11. The RFID apparatus (18) of claim 1,

wherein reference transponders (24) are arranged at a bottom of the shelf compartments.

12. The RFID apparatus (18) of claim 1,

wherein movable shielding elements (28) are arranged with the reference transponders (24) which change their position relative to a respective reference transponder (24) when an object (12) is added or removed.

13. The RFID apparatus (18) of claim 1,

wherein the reference transponders (24) are movably arranged on the shelf (10) and change their position when an object (12) is added or removed.

14. The RFID apparatus (18) of claim 1,

wherein the antenna (16) is an elongated antenna extending over the shelf width or shelf height.

15. The RFID apparatus (18) of claim 1,

wherein the antenna (16) is arranged parallel to shelf elements or is used as a shelf element.

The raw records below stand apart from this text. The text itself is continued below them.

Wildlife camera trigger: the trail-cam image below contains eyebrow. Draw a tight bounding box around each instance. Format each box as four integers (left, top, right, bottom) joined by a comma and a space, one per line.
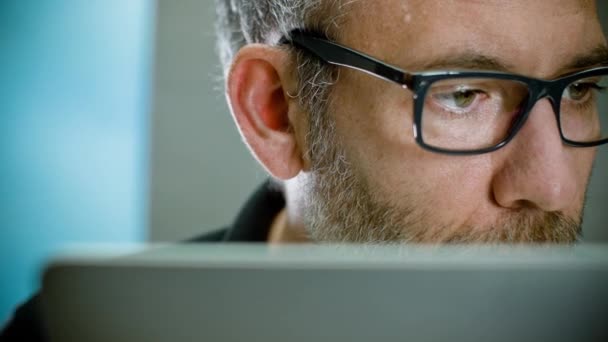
414, 45, 608, 74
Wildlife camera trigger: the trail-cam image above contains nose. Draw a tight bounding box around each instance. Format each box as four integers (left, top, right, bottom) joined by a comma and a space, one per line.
492, 99, 578, 211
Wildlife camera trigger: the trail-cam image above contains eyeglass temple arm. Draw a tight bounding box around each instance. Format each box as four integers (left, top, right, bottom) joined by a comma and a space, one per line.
290, 31, 411, 88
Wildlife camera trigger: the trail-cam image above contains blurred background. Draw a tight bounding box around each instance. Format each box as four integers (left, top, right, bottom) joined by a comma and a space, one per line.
0, 0, 608, 326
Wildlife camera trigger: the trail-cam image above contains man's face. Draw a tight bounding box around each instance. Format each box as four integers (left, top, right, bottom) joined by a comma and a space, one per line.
305, 0, 605, 242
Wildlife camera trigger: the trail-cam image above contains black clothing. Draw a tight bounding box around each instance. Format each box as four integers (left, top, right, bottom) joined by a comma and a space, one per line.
0, 180, 285, 342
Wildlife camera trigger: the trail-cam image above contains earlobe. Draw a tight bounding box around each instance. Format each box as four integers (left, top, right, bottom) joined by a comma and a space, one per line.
227, 44, 303, 180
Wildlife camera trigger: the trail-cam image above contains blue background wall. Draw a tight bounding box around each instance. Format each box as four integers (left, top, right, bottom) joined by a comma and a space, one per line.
0, 0, 154, 326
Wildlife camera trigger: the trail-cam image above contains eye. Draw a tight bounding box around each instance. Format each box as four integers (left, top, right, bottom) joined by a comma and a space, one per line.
564, 82, 605, 102
433, 89, 483, 110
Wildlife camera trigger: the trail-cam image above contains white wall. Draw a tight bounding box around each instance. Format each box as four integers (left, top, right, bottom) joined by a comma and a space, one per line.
150, 0, 608, 241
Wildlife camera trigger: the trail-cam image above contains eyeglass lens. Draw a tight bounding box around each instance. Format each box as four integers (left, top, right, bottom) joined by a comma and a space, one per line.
421, 75, 608, 151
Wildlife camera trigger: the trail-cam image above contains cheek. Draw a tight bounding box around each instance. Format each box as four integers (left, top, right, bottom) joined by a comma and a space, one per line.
333, 73, 490, 217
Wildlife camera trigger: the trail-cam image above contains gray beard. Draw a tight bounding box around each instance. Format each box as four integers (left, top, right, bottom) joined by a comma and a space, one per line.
301, 115, 582, 244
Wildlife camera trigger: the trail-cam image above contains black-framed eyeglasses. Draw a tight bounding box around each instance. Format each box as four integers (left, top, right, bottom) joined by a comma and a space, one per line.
283, 30, 608, 155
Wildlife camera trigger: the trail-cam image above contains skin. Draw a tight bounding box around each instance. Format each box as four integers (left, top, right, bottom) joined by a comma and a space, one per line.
227, 0, 606, 242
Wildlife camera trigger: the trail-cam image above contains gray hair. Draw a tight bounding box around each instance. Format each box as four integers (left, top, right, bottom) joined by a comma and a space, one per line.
215, 0, 354, 157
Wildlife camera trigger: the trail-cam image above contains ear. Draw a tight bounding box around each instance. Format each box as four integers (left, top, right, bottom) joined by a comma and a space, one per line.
226, 44, 303, 180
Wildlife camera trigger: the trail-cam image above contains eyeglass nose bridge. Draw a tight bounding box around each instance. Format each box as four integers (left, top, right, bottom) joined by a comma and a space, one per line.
509, 80, 567, 143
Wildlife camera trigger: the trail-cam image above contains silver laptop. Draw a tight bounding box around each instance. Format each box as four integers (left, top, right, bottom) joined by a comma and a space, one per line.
42, 244, 608, 342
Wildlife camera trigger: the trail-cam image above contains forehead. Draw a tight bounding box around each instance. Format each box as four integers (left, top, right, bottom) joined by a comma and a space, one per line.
340, 0, 605, 77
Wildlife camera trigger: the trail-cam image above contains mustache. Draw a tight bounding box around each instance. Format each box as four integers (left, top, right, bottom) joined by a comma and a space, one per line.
404, 211, 582, 244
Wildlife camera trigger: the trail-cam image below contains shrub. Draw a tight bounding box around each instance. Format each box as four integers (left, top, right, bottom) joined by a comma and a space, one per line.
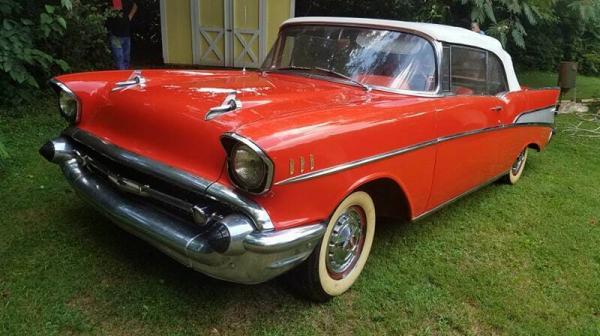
0, 0, 71, 104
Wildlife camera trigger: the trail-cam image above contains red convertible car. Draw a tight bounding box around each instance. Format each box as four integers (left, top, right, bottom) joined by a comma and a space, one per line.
40, 17, 559, 301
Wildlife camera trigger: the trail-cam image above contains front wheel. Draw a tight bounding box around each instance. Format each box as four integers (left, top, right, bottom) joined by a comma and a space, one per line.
506, 148, 527, 184
291, 191, 375, 302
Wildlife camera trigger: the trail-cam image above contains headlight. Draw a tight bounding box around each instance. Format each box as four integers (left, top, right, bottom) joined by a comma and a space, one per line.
223, 134, 273, 194
58, 91, 78, 124
231, 144, 266, 189
51, 80, 80, 124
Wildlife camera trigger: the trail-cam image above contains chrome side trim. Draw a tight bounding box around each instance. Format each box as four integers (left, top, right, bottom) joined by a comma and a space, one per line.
274, 122, 553, 186
275, 140, 437, 185
412, 173, 506, 222
514, 106, 556, 124
63, 127, 275, 231
221, 132, 275, 195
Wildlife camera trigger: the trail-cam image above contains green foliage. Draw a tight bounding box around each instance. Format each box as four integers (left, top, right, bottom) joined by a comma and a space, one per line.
0, 0, 71, 104
461, 0, 541, 48
0, 0, 116, 106
511, 0, 600, 75
46, 1, 112, 72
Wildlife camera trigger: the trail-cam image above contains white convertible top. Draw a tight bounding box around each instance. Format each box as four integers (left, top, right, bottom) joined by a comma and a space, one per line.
282, 16, 521, 91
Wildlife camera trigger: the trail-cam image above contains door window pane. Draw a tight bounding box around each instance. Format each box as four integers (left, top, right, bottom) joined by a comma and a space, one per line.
450, 46, 487, 95
441, 47, 450, 92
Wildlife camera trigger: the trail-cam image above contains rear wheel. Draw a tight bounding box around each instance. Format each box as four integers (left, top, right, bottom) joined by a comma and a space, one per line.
291, 191, 375, 302
506, 148, 527, 184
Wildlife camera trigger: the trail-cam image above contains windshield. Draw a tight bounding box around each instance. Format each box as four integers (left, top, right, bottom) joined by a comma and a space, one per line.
263, 25, 436, 91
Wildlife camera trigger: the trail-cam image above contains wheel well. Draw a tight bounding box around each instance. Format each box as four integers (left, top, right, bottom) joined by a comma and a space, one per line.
527, 143, 542, 152
358, 178, 411, 221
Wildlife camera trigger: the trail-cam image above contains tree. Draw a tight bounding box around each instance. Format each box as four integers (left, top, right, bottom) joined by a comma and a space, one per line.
0, 0, 72, 104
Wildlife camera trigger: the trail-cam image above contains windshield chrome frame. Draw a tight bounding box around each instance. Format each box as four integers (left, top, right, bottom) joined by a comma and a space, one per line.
260, 21, 448, 98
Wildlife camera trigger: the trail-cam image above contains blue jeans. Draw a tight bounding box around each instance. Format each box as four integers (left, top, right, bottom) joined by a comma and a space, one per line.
110, 35, 131, 70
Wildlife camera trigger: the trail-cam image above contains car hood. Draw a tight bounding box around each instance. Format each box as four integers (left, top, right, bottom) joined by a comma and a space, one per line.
57, 70, 367, 184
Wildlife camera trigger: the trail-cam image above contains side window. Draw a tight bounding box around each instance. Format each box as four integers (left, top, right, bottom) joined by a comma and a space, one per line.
441, 46, 450, 92
450, 46, 487, 95
487, 53, 508, 95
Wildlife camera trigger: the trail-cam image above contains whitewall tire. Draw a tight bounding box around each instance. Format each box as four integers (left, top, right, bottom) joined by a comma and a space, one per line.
292, 191, 375, 302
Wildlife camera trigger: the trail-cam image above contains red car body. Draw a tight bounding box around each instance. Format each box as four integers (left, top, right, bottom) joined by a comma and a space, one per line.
41, 17, 559, 300
57, 70, 559, 229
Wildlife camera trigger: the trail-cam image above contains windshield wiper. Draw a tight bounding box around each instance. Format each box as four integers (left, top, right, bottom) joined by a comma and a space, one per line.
267, 65, 371, 92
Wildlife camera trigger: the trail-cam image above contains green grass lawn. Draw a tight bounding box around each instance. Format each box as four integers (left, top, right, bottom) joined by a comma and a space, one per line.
0, 104, 600, 335
517, 71, 600, 100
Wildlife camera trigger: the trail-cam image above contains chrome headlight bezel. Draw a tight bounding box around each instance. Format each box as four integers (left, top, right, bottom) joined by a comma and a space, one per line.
50, 79, 81, 125
221, 133, 274, 195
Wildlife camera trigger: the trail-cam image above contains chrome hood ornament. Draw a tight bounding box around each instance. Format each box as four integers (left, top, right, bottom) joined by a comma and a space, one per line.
204, 90, 242, 120
111, 70, 146, 92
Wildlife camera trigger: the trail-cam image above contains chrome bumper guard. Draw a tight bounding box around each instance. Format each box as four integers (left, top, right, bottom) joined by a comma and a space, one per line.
40, 137, 325, 284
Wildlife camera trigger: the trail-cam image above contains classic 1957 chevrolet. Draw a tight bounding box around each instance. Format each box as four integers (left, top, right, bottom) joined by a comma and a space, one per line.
40, 17, 559, 301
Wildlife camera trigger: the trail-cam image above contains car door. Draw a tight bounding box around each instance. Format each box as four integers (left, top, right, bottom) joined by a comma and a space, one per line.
428, 46, 505, 208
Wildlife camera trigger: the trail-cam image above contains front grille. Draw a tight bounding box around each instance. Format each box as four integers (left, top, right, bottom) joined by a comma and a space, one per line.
72, 135, 232, 221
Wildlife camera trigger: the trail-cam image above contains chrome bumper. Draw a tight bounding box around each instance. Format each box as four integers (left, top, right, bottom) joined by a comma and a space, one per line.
40, 134, 325, 284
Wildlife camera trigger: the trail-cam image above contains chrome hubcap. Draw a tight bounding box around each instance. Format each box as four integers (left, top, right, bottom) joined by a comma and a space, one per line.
326, 206, 366, 279
512, 150, 526, 175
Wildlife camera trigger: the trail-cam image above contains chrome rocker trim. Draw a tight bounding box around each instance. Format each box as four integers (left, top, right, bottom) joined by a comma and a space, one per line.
40, 137, 325, 284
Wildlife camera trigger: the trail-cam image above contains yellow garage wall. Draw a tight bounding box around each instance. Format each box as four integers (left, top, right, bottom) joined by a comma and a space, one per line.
266, 0, 295, 53
160, 0, 295, 65
161, 0, 193, 64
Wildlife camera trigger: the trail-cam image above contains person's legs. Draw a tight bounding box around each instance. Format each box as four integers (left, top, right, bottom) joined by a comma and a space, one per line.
121, 37, 131, 69
110, 35, 126, 70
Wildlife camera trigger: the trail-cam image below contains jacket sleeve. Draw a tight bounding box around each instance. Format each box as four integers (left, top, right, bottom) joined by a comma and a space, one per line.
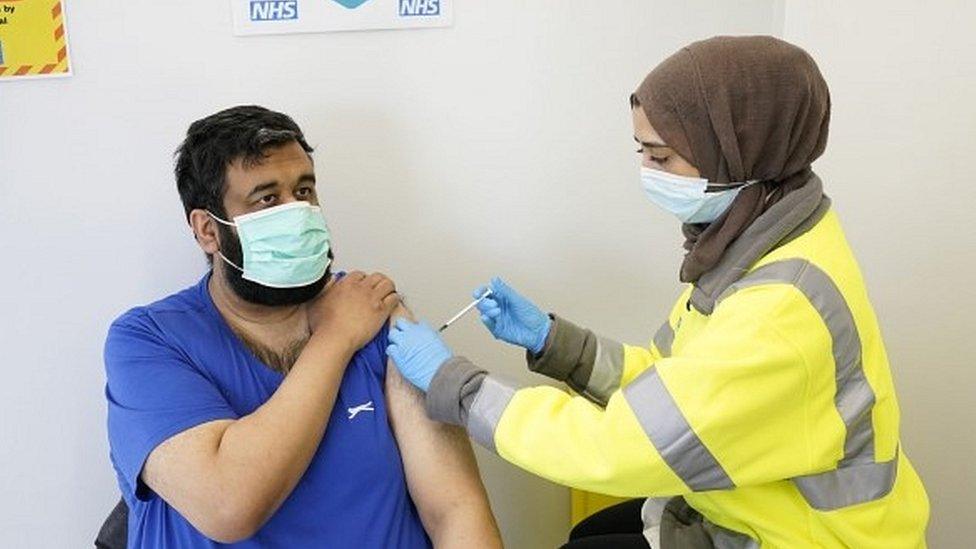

16. The RFID apparatus (18) of claim 1,

comprising at least one display element to be arranged at the shelf (10).

17. A method for compartment occupancy detection in a shelf (10), wherein there is an RFID communication with RIFD transponders (14) in the shelf (10) via at least one antenna (16) by means of RFID signals, and a change of compartment occupancy is detected and localized, wherein a plurality of reference transponders (24) is arranged on the shelf (10) at known positions and upon a change of a detectable RFID transponder population an RFID transponder (14) which is removed or added is localized based on the position of a reference transponder (24) where communication characteristics of the RFID communication have changed together with the change of the detectable RFID transponder population.